Musings
an Online Journal of Sorts

By Alyce Wilson

November 11, 2003 - Time Warped Invite

Time once more to delve into my collection of oddities, piled up on top of my computer for days when I'm low on ideas for Musings.

First up is a card I found on my front lawn about a month ago.

This card, which is about the size of a 3-by-5 card, is printed on plain card stock in brown ink, and even if it hadn't been damp and a little muddy when I found it, would have appeared to be aged, the paper having taken on a brittle quality I recognize from old photographs and papers of that period.

From the dates on the top of the card, it appears that this is an invitation for visitors to come to call and celebrate the 50th wedding anniversary of Mr. and Mrs. James Anderson Skelton.

Now, of course, we get to the mysterious part: how did this 85-year-old invitation from Buffalo, New York, end up on my front lawn?

My best guess is that this plain brown souvenir had been passed down within a family, and that the most recent possessor of it had determined it was not worth saving. So, perhaps, they stuffed it in a trash bag and put it on the curb.
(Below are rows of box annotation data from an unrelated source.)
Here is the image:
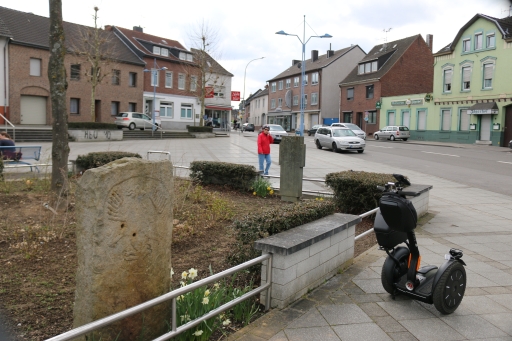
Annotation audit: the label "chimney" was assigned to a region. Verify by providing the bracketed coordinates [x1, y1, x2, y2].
[426, 34, 434, 51]
[311, 50, 318, 62]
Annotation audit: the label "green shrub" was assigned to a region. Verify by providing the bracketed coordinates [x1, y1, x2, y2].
[228, 199, 335, 270]
[325, 170, 396, 215]
[76, 152, 142, 170]
[190, 161, 258, 191]
[68, 122, 117, 130]
[187, 126, 213, 133]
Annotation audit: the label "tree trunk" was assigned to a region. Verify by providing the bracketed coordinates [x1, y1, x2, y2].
[48, 0, 69, 195]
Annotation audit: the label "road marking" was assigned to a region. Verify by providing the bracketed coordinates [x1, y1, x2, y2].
[421, 151, 460, 157]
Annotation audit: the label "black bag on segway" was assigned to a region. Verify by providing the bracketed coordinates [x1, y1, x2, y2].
[379, 193, 418, 232]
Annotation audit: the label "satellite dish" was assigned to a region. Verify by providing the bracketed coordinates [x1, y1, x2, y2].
[284, 90, 292, 108]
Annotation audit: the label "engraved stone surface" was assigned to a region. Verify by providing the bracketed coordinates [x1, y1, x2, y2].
[74, 158, 173, 341]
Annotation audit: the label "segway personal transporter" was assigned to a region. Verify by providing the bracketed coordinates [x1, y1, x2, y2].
[374, 174, 466, 314]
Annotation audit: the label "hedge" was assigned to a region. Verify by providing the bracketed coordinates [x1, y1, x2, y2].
[76, 151, 142, 171]
[190, 161, 258, 191]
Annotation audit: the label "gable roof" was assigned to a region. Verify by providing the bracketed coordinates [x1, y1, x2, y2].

A stiff breeze blew up and carried the card to my lawn instead.

Either that or I have received a time-warped invitation to a party by a very sweet and devoted but most indubitably dead couple.


Earlier this year, I found something equally interesting in my back yard, damp, having been dropped there on a cloudless day.

To see a larger version of any of these pages, simply click on them.

(If you want to read the articles, you'll have the best luck doing this in Netscape, since it doesn't automatically resize photos to fit your window.)

 

         


        

Again, it's odd that a National Enquirer page from April 1986 should just show up in my back yard one day, damp and aged but otherwise apparently intact. Was it stored in someone's garage, and flew outside on its own, when the box that had been keeping it pressed flat all these years was removed?

Was it another escapee from the trash? Or was it, perhaps, another strange time warped message? Some cryptic meaning to be deciphered by putting together the ads for the Rosucricians and Gene Autry albums, along with the news on J. Paul Getty's wicked ways and the hope for a cancer-free future.

My favorite item, however, is the cat who's been raising two squirrels. Perhaps that picture is why this page survived so long, pressed carefully amongst someone's belongings before arriving, damp and darkened, on my doorstep.

Or perhaps I should find meaning in the quote used as a space filler in one of the columns: "There is no expedient to which a man will not go to avoid the real labor of thinking." — Thomas A. Edison

Given today's haphazard Musing, that might, indeed, be it.

 

Moral:
It's great when ideas arrive with the wind.